Does deleting a tensor to free up GPU memory also deletes the corresponding portion of the computational graph?

Hi,

I have a pytorch module, whose intermediate variables occupy a lot of memory.
In order to prevent the “CUDA [from being] out of memory” I’ve deleted one of the intermediate tensors dist to free up GPU memory via del dist. I was wondering whether deleting this tensor in such a way also deletes / disfigures the corresponding portion of the computational graph that autograd is building up in the forward pass?

class E_step(nn.Module):

   def __init__(self, std):
      super(E_step, self).__init__()
      self.std = std

   def forward(self, pi, mean, features):
      # uses current parameter estimates to evaluate the responsibilities
      # 
      # INPUTS:
      # 1) pi:        (tensor: shape = [N, K])
      # 2) mean:      (tensor: shape = [N, K, F])
      # 3) features:  (tensor: shape = [N, D, F])
      # 
      # RETURNS:
      # 1) log_posteriors: (tensor: shape = [N, D, K])
      
      N, K, F = mean.shape
      N, D, F = features.shape
      
      dist = torch.empty([N, D, K], out = torch.cuda.FloatTensor())
      for k in range(K):
         dist[:,:,k] = torch.norm(mean[:, k, :] - features, p = 2, dim = 2)

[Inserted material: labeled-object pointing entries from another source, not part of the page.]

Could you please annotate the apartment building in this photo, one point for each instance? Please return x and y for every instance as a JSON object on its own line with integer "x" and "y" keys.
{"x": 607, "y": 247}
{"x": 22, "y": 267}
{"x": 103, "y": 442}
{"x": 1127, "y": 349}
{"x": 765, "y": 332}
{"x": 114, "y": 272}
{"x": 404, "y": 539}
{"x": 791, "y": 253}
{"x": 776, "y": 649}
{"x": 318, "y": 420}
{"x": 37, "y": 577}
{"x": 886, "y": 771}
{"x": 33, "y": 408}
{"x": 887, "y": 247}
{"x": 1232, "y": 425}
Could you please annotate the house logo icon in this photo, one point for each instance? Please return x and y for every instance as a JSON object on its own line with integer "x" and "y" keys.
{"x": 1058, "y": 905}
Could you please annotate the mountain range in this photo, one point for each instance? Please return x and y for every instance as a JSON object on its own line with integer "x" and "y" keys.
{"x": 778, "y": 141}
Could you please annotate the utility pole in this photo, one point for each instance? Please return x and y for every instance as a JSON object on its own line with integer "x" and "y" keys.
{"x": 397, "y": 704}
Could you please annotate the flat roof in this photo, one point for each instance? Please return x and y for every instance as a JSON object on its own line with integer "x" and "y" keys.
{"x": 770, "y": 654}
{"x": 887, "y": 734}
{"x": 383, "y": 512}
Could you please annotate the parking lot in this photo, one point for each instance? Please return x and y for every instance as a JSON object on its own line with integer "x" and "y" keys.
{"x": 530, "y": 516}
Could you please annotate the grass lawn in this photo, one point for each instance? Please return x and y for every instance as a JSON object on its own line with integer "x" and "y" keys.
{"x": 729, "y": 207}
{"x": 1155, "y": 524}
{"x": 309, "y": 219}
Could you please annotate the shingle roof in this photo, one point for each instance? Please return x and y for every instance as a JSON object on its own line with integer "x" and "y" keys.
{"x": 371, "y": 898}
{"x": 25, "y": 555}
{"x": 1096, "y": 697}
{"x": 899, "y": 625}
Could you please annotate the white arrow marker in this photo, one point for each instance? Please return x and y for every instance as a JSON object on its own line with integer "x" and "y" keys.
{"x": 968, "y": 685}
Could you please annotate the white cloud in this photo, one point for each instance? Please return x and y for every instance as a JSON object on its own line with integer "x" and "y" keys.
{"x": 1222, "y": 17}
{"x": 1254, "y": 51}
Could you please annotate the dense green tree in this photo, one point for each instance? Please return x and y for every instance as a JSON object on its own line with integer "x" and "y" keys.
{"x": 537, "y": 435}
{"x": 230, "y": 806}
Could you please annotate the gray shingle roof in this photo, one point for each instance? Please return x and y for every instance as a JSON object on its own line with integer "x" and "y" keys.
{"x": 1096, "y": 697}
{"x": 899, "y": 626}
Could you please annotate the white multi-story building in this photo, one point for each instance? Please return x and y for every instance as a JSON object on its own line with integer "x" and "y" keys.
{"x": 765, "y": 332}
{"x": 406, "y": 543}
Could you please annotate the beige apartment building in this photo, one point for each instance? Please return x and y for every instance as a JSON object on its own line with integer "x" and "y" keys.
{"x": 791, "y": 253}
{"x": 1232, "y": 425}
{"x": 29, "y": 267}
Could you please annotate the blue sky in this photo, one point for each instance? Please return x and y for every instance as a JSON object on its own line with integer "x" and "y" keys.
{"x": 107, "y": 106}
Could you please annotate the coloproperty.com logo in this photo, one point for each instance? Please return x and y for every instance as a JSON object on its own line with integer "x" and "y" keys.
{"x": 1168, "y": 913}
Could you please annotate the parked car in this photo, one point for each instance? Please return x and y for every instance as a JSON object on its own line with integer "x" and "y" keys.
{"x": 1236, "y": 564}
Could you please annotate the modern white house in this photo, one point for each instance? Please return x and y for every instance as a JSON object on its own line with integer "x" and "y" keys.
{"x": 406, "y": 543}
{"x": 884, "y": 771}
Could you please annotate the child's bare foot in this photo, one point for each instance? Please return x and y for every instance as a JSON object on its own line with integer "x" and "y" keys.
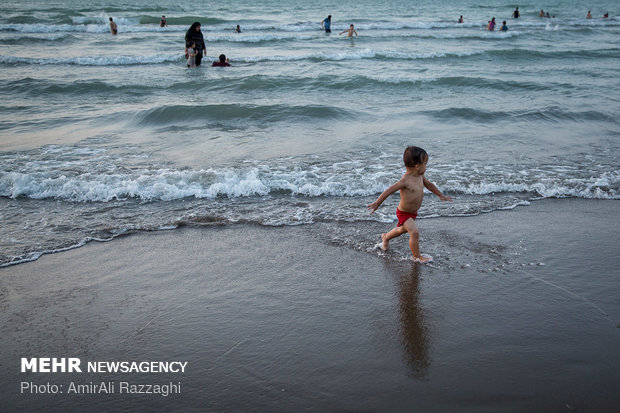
{"x": 385, "y": 243}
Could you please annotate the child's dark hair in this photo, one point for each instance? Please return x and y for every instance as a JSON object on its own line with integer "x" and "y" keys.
{"x": 414, "y": 156}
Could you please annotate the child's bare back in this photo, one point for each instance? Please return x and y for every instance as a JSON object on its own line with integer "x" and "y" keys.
{"x": 411, "y": 187}
{"x": 411, "y": 192}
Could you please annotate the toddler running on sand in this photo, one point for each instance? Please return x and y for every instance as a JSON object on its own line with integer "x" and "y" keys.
{"x": 411, "y": 187}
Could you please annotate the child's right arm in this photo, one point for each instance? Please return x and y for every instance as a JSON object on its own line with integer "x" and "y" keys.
{"x": 375, "y": 205}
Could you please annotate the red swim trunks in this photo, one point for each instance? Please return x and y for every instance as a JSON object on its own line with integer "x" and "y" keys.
{"x": 403, "y": 216}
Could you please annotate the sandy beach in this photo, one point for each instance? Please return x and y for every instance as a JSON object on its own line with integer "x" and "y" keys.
{"x": 519, "y": 312}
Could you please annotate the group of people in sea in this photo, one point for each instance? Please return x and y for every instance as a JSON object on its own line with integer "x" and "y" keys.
{"x": 196, "y": 49}
{"x": 516, "y": 15}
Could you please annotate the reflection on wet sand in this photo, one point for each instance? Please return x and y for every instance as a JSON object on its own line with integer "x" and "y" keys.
{"x": 413, "y": 331}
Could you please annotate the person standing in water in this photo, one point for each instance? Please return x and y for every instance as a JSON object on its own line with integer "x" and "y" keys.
{"x": 327, "y": 23}
{"x": 491, "y": 26}
{"x": 350, "y": 31}
{"x": 194, "y": 35}
{"x": 411, "y": 187}
{"x": 113, "y": 27}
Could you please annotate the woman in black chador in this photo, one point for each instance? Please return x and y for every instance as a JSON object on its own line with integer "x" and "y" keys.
{"x": 194, "y": 35}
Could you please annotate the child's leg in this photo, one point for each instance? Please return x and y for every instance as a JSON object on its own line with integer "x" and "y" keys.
{"x": 414, "y": 240}
{"x": 392, "y": 234}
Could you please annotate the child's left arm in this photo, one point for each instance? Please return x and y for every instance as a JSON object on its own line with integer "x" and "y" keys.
{"x": 431, "y": 187}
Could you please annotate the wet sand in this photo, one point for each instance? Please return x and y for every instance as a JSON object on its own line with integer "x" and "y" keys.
{"x": 519, "y": 312}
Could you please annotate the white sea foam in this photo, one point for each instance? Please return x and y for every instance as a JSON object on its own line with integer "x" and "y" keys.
{"x": 44, "y": 181}
{"x": 94, "y": 60}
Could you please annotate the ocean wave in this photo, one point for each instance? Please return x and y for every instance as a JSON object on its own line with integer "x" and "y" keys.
{"x": 93, "y": 60}
{"x": 549, "y": 113}
{"x": 225, "y": 112}
{"x": 82, "y": 179}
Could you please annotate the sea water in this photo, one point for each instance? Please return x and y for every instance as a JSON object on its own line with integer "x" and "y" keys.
{"x": 104, "y": 135}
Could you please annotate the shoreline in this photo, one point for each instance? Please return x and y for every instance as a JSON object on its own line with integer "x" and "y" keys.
{"x": 283, "y": 318}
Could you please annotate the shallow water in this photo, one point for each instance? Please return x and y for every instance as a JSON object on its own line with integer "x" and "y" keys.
{"x": 103, "y": 135}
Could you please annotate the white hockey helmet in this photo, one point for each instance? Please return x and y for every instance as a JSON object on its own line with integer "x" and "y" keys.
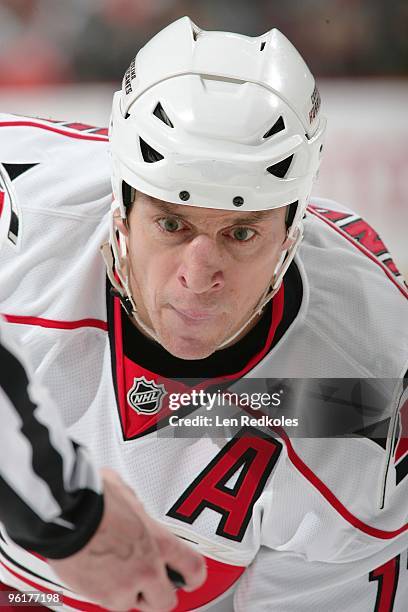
{"x": 217, "y": 120}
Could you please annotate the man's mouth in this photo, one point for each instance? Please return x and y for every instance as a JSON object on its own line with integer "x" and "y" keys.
{"x": 194, "y": 314}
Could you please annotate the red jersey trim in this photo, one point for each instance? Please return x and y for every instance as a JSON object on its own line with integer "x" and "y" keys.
{"x": 361, "y": 248}
{"x": 51, "y": 323}
{"x": 331, "y": 498}
{"x": 50, "y": 128}
{"x": 221, "y": 577}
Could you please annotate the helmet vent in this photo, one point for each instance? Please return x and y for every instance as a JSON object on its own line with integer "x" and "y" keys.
{"x": 162, "y": 115}
{"x": 280, "y": 169}
{"x": 149, "y": 154}
{"x": 278, "y": 126}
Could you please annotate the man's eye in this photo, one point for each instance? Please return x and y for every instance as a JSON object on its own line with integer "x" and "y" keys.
{"x": 170, "y": 224}
{"x": 243, "y": 234}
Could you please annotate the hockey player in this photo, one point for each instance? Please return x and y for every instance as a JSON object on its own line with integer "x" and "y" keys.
{"x": 215, "y": 142}
{"x": 92, "y": 529}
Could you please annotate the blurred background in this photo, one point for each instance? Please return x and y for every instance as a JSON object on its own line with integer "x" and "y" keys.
{"x": 63, "y": 60}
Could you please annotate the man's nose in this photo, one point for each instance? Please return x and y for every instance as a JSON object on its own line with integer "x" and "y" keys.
{"x": 201, "y": 269}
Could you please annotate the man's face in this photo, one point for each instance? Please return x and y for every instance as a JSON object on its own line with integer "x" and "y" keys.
{"x": 196, "y": 274}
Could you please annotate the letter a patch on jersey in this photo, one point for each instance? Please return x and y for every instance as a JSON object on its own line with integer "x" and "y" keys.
{"x": 231, "y": 483}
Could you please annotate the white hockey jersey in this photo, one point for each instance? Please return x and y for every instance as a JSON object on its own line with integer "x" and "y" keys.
{"x": 287, "y": 524}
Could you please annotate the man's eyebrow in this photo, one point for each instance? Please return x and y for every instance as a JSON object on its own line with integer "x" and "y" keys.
{"x": 252, "y": 218}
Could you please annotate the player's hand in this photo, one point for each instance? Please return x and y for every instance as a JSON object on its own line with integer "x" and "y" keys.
{"x": 125, "y": 563}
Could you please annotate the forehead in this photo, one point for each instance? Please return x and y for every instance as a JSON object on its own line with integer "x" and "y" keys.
{"x": 198, "y": 214}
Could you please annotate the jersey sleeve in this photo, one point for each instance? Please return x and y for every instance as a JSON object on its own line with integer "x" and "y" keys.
{"x": 51, "y": 500}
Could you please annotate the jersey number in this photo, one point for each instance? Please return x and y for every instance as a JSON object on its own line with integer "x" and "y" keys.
{"x": 387, "y": 577}
{"x": 231, "y": 483}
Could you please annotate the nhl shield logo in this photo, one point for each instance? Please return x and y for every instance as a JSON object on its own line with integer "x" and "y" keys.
{"x": 145, "y": 396}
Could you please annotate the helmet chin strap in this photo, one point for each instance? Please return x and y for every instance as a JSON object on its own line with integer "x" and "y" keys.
{"x": 114, "y": 254}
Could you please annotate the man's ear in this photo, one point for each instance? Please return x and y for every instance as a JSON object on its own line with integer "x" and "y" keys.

      log_probs_plus_log_pi = (-0.5 * F * torch.cuda.FloatTensor([2 * math.pi * self.std**2] + dist).log() + pi.log()
      
      ############### deleting this tensor to free up GPU memory ###############
      del dist
      #################################################################
      
      log_probs_plus_log_pi = log_probs_plus_log_pi.transpose(0, 1)
      
      return log_probs_plus_log_pi - torch.logsumexp(log_probs_plus_log_pi, dim = 2, keepdim = True)

It looks like you are never using dist, so deleting it won’t affect the computation graph.
However, you could also just remove the computation in the first place, if you don’t need it for further computation.

My bad, I missed out the dist when declaring the variable log_probs_plus_log_pi:

log_probs_plus_log_pi = (-0.5 * F * torch.cuda.FloatTensor([2 * math.pi * self.std**2] + dist).log() + pi.log()

Anyways, dist is definitely a part of the computational graph so what would happen if I deleted it from memory - would the backward pass be affected?

any updates on this?